Lawson Inada, born in Fresno, California, spent part of his childhood in concentration camps for Japanese-American during World War II in Arizona and Colorado. After the war, he finished high school in Fresno, living in the poor neighborhood of Japanese-Americans, blacks, Chinese, Armenians Filipinos, Okies, where he grew to love black music and became friends with Chicanos and blacks. He enrolled in the University of California at Berkeley where he spent much time listening to jazz greats in San Francisco. Jazz is a major subject of his poetry and inspiration for his style. Returing to Fresno, he studied with poet Phillip Levine at California State University at Fresno and published in an early anthology of Fresno poets.
Inada's first book of poetry Before the War: Poems as They Happened (1971) was a pioneering book of poetry in the United States published by an Asian American. In 1974 he as well as three other Asian-American writers--playright Frank Chin, novelist Shawn Wong, and Jeffrey Chan--published Aiieee: An Anthology of Asian American Writers., this first anthology edited by Asian Amerians including a reconstruction of their own literary history.
Inada continued to produced pioneering work when he published in 2000 Only What We Could Carry: The Japaense American Internment Experience.

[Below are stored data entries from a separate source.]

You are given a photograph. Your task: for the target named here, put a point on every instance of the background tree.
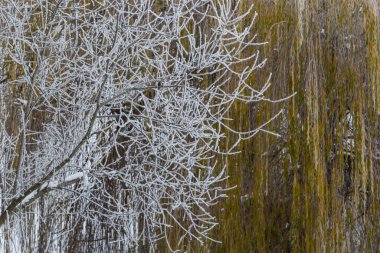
(109, 135)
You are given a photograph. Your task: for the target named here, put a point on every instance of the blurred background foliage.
(315, 188)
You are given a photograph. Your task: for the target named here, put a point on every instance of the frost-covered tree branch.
(112, 115)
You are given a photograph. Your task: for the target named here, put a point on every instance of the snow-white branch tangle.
(108, 128)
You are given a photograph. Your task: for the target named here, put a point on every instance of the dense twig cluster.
(108, 133)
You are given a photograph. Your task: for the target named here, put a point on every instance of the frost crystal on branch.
(111, 119)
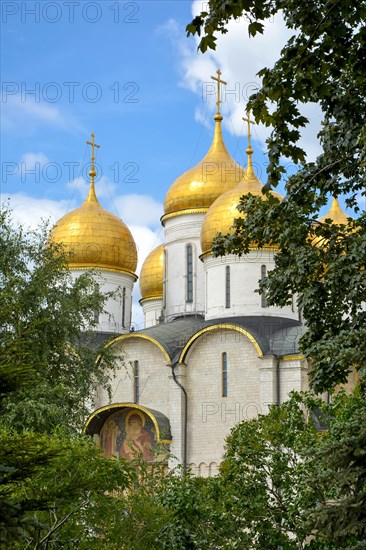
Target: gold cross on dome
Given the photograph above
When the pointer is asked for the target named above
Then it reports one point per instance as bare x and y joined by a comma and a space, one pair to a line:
93, 144
219, 81
247, 119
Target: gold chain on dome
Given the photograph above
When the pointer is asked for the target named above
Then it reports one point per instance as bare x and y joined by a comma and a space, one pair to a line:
92, 172
249, 151
217, 79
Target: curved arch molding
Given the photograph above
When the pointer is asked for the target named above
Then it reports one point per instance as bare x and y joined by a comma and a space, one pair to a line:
221, 326
144, 337
161, 422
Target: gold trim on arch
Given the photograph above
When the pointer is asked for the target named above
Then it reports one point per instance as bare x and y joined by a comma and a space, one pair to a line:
182, 212
142, 300
128, 406
209, 252
224, 326
103, 268
145, 337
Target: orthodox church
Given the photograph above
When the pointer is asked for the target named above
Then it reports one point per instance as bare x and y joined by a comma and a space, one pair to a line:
212, 352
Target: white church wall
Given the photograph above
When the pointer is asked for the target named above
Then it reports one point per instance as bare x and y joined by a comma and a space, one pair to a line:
210, 415
154, 389
152, 310
180, 232
245, 272
294, 376
118, 318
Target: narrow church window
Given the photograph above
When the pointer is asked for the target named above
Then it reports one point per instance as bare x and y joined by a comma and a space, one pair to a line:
224, 374
227, 287
263, 295
136, 381
165, 277
189, 294
123, 307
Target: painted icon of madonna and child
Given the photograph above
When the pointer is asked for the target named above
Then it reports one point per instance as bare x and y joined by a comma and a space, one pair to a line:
128, 433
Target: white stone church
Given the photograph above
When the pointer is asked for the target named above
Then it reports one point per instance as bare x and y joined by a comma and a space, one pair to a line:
212, 352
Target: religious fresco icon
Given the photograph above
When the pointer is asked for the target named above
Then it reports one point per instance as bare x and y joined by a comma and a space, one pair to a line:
128, 433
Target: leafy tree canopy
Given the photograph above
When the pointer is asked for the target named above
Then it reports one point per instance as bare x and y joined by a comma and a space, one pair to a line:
57, 489
46, 324
321, 63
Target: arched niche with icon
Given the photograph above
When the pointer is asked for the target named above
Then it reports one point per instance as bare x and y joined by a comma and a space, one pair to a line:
130, 431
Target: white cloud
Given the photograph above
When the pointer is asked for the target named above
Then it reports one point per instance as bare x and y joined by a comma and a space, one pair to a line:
139, 210
30, 113
32, 163
29, 211
142, 210
104, 187
239, 57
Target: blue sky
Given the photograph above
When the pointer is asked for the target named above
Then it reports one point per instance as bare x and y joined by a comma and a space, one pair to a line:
127, 72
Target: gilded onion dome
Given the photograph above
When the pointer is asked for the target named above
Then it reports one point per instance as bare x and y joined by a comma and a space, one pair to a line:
199, 187
95, 238
220, 216
152, 273
336, 214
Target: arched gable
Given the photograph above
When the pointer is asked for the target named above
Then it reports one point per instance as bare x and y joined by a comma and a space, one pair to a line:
132, 335
220, 326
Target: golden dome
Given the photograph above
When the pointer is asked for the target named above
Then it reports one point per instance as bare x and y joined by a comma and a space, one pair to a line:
336, 214
152, 273
95, 238
220, 216
199, 187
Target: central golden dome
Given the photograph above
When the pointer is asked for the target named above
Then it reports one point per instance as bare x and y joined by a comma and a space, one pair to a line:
95, 238
152, 273
220, 216
336, 214
199, 187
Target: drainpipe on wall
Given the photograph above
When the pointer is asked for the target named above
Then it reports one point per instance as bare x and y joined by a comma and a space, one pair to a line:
185, 432
278, 378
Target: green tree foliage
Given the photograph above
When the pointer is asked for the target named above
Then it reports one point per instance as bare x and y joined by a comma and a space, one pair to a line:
321, 63
57, 489
46, 321
341, 472
282, 484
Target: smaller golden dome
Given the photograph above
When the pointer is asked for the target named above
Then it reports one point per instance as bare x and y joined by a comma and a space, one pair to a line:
199, 187
220, 216
95, 238
336, 214
152, 273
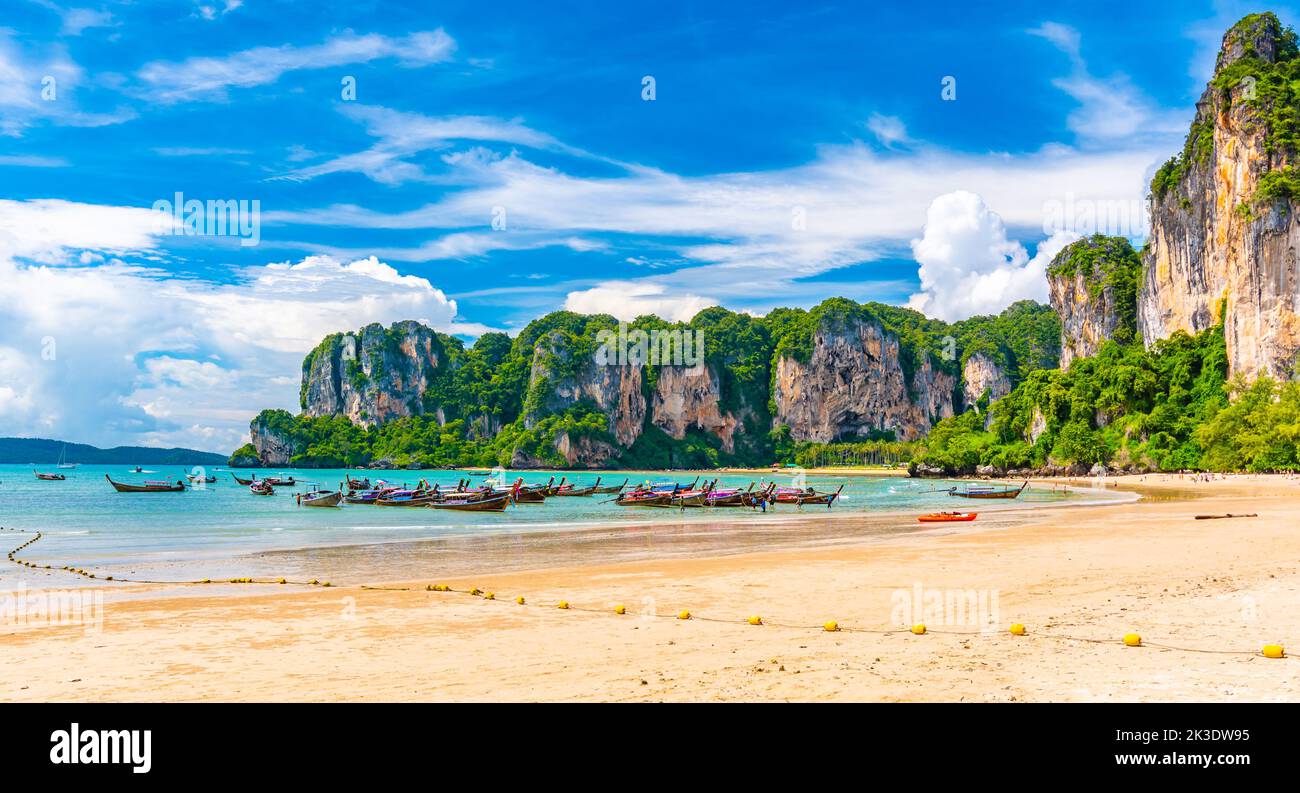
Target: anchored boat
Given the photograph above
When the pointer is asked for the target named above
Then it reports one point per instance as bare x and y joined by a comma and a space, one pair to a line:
987, 492
148, 486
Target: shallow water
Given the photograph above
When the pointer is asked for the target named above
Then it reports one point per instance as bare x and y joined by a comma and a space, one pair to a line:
222, 531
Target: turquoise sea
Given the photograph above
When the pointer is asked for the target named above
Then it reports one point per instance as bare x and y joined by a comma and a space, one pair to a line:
221, 529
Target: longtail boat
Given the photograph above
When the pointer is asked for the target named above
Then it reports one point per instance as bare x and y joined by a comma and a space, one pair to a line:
645, 498
147, 486
948, 516
320, 498
987, 492
805, 495
728, 497
692, 498
479, 501
572, 490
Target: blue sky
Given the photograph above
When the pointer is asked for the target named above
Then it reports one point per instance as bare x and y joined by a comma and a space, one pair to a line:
789, 154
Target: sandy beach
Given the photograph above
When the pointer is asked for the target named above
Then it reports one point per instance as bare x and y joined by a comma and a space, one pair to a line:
1077, 577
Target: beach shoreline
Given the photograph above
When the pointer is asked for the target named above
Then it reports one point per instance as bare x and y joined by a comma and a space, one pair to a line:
1078, 577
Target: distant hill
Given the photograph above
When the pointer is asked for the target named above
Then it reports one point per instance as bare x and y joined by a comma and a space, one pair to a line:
44, 451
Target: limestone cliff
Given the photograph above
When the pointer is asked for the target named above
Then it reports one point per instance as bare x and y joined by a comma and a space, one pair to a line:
982, 373
1225, 228
690, 397
373, 375
853, 385
1092, 285
564, 376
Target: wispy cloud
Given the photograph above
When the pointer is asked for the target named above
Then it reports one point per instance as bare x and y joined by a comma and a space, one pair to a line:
211, 78
399, 135
1110, 108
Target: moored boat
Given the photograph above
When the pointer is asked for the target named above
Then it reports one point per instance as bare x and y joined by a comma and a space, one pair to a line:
987, 492
319, 497
147, 486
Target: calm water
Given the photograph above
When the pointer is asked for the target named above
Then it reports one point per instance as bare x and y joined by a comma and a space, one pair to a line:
217, 528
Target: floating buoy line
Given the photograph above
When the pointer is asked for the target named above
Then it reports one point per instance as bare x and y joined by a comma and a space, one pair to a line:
86, 573
1017, 629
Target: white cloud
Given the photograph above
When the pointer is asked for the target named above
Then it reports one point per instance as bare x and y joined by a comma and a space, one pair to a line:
631, 299
209, 78
402, 134
888, 130
967, 264
1110, 108
76, 20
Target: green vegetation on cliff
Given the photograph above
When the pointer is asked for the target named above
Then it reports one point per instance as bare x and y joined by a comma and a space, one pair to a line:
1126, 406
506, 401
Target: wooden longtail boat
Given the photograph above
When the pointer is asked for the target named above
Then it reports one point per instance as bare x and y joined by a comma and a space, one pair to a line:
146, 486
479, 501
793, 495
572, 490
986, 492
948, 516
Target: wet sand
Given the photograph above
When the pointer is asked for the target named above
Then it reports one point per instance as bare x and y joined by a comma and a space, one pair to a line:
1078, 577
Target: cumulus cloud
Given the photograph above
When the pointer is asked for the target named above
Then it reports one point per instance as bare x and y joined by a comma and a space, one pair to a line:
631, 299
116, 352
209, 78
967, 264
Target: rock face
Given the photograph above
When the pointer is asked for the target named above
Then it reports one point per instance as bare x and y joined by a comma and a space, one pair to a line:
1225, 225
690, 397
1092, 285
853, 385
562, 377
982, 373
372, 376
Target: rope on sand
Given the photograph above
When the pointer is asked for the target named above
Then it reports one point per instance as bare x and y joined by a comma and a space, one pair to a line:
1017, 629
1130, 640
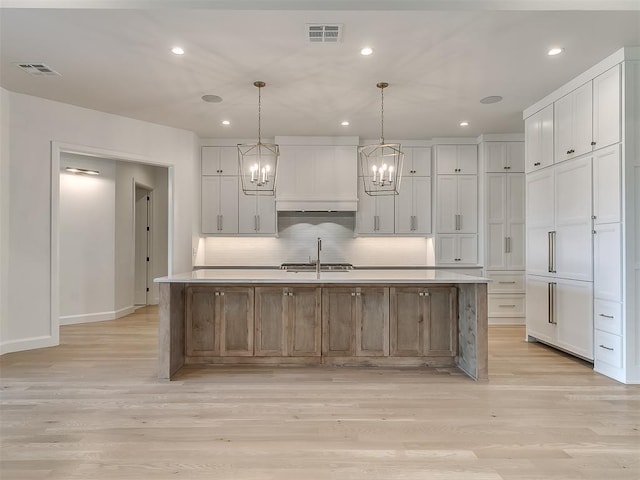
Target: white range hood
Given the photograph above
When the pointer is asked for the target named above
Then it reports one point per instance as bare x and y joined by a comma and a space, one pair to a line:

His second book of poetry is Legends from Camp, which won an American Book Award. Literary critic and novelist Shawn Wong says that "if there were such a position as Poet Laureate of Asian America, Inada would be unanimously elected to the post." After teaching at a college many years in Southern Oregon, he was elected Poet Laureate of Oregon, but California claims him also.
Inada has redefined America as neighborhood he grew up in Fresno, with its mix of blacks, many different Asians, Chicanos, Middle Eastern and poor white. He defines jazz as America's greatest contribution to the world. He uses the repetitions and rhythms of jazz in his poetry, and often reads accompanied by jazz musicians. He's a poet close to Whitman in his musiciality and his seeing America as many up of different voices singing varied songs. Inada has defined Asian-American poetry as directly within the most vital current of American poetry.
Inada like many other Japanese-American writers has found internment an major inspriation of literature. This literature is similar in some ways similar to huge outpouring of Jewish writing about Holocaust. In Lawson's poem "IV. Legend of Lost Boy" from his book Legends from Camp he begins discussed how the boy "had another name, a given name--/at another, given time and place--but those were taken away." In these repetitions Inada describes how the boy in losing his home in internment lost his name.
Those loss of identity occurs in the 2nd stanza when all marks of identity--the boy's dog, the road he lived by, the food, his house--were taken away. Repetitions continue of of the all these things taken away in stanza two and then the "The boy was taken away" in stanza three. In the boy's new home in the fairgrounds, the counters of identity--houses, trees, streets--are missing in stanza 6. Inada recates the confusions of the initial stage of intenment where the boy in following a big water truck finally losings his way completly.
What helps the boy finally is Old Man Ikeda founds him and "bawled him out." One other interned person connects with the boy, gives him a name "Lost boy," walks him through the camp to his mother. Then his mother "called him/"Lost Boy." Finally, with this reconnection to the community of other people--Old Man Ikeda, his mother--Lost Boy "thought he was found." Inada teaches that the community of others helped those lost or despairing, reintegrating them back into the human family. The larger Japanese community began caring for its members, helping them deal with the hardships of camp. The repetitions throughout the poem give it a musicality, as if Inada played a sad song ending in a touch of hope.
Inada's work is similar to Tadeusz Rozewicz, the Polish poet who stunned the literary world with his stunning poetry about World War II in Poland published in English translation in "The Survivor" and Other Poems. Inada like Rozewicz in dealing with brutality during World War II avoid the "traditional" resources of poetry--metaphor, simile, irony, symbolism--instead turning to repetitions and facts in what Polish critics have called "the naked poem." While critics have hailed Rozewicz as creating a special genre of Polish poetry, American critics have only begun to see how Inada uses jazz poetics to create a new American poetry of Asian America.
Since Aiii, many other anthologies of Asian-American literature have been published. By the 1990s antholgies focused just on poetry: Garrett Hongo's The Open Boat: Poems From Asian America (New York, Anchor Books, 1993); Walter Lew's Premonitions: The Kaya Anthology of New Asian North American Poetry (New York: Kaya Production, 1995); and Eileen Tabios' interviews with Asian American poets in her Black Lightening: Poetry in Progress (New York: Asian American Writers Workshop, 1998). Lawson and his colleagues who published Aiieeee have indeed begun a renaissance in Asian-American literature. Inada's poetry breaks paths in creating a new American literature.